Рубен почувствовал, как заразительно улыбка перекинулась на его лицо.
— Очень круто. — С минуту они сидели в молчании. — Возможно, нам удастся некоторые игры вместе посмотреть.
— Круто.
— Предупреждаю: я даже в азах футбола не разбираюсь.
— Я тебя научу. Знаешь, что? Это значит, что кое-что вышло, как я и затеял, в конце концов.
— Я думал про это. Про «заплати другому». Соображал, как мне сделать это. Тревор, как ты это делаешь?
— Ты о чем? Как — это неважно. Надо просто делать.
— Как ты додумываешься до того, что сделать для людей? Боюсь, у меня нет твоего воображения.
— Это не придумывается воображением. Просто смотришь вокруг. Пока не увидишь, что кому-то что-то нужно.
— На словах легко. — «Каждый в чем-то нуждается. Насколько далеко приходится смотреть?»
— И на деле легко.
«Если ты ребенок», — подумал Рубен.
— Спокойной ночи, Тревор.
— Спокойной ночи, пап. Мама счастлива?
— Думаю, что да. По-моему, мы оба счастливы.
Из книги «Говорят знавшие Тревора»
Сказать правду, по-моему, она перепугалась до смерти. Но кто бы не перепугался в момент, когда требовалось принять такое важное решение? Я сам перепугался до смерти, но мое намерение было твердым: вынести это до конца. Только было еще… добавляло ей сложностей, я имею в виду… имя его всплывало. То здесь, то там. Что казалось нормальным для меня. Я несмотря ни на что ждал, что все получится.
До того самого дня.
19 октября 1992 года. Это из дат, что не забываются. По сути, ничто из того не забывается. Помнится звенящая колокольчиками мелодия рекламы, которую играли по телевизору.
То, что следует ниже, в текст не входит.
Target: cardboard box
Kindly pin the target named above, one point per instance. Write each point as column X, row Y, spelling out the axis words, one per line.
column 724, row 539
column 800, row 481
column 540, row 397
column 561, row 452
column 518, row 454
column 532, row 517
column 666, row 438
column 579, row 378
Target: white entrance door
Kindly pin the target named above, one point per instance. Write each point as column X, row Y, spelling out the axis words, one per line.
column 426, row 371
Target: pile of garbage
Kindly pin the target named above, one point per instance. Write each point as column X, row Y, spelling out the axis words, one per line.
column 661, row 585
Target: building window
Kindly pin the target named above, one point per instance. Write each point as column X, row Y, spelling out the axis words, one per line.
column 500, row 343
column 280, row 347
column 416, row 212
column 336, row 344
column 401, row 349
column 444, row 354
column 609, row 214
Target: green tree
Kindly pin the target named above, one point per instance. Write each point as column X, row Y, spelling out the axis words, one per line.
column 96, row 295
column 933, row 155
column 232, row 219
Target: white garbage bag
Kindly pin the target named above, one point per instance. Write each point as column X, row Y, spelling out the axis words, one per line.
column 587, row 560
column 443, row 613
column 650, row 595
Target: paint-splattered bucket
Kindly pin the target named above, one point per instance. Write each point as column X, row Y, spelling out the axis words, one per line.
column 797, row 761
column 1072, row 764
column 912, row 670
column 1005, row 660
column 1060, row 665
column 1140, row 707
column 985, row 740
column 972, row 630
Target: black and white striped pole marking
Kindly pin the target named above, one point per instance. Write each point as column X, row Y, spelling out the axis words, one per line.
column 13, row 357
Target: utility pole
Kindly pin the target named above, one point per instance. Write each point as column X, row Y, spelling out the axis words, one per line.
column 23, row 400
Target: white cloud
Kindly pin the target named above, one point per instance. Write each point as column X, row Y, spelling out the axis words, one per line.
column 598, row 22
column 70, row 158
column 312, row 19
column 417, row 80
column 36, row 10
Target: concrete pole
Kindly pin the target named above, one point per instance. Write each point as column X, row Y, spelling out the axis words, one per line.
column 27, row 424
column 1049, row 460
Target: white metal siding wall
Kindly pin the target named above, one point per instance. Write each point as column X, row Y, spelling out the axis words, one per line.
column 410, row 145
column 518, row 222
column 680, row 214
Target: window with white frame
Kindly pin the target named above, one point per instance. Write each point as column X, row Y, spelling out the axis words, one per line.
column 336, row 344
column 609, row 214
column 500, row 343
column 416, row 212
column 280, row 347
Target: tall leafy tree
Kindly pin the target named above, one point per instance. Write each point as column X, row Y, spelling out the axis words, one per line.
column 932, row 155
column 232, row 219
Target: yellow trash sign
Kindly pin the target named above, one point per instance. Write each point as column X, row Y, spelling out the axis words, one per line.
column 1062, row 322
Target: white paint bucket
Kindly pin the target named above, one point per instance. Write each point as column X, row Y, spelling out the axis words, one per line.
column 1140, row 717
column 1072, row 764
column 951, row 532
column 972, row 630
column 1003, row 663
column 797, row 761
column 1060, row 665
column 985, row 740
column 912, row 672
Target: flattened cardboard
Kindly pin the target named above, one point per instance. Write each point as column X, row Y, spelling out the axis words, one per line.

Помнится мысль, что волчком крутилась в голове за долю секунды до того, как все вновь пришло в порядок. Банально, но жизнь делится на «до» и «после», и нет больше никаких трудностей с распределением событий во времени. Можно едва ли не датировать их, что-то вроде «до нашей эры» и «нашей эры». Думается, звучит это все так, будто я попусту трачу много времени, испытывая жалость к себе. Лгать не стану. Я все еще не полностью оправился от этого. В чем-то — отошел. Но не во всем. Видимо, я чересчур уж чувствителен. Может быть, у других людей раны заживают в разумный промежуток времени.
Нет, беру эти слова обратно. Не заживают.